Lucas’s eyebrows went up. “Of course? She’s a sociopath, of course?”
Austin nodded. “I have a personal theory that ‘mental illness’ is just an extreme version of a common tendency. I’m a little bipolar. Not too much, but a little. Everybody knows people who are a little paranoid— not enough to be crazy, but that way. A lot of creative people are a little schizophrenic, with other worlds that are very clear to them. Most successful businesspeople are sociopathic—they don’t let a lot get in their way. Anyone who’s built a business has hurt people. You should know that. You were Davenport Simulations.”

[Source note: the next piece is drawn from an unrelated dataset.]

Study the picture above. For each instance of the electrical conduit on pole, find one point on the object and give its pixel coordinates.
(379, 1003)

“I didn’t build it,” Lucas said. “I couldn’t. I didn’t know how. So I got a guy to do it for me, and when I started getting in his way, I took the money and got out.”
“Not sociopathic enough,” she said.
“Maybe not,” Lucas said.
“When you left, did you feel the other guy’s hands in your back, pushing?”
“A little.”
“See? He’s a sociopath,” Austin said. “Cutting you off from your baby. And probably felt good about it.”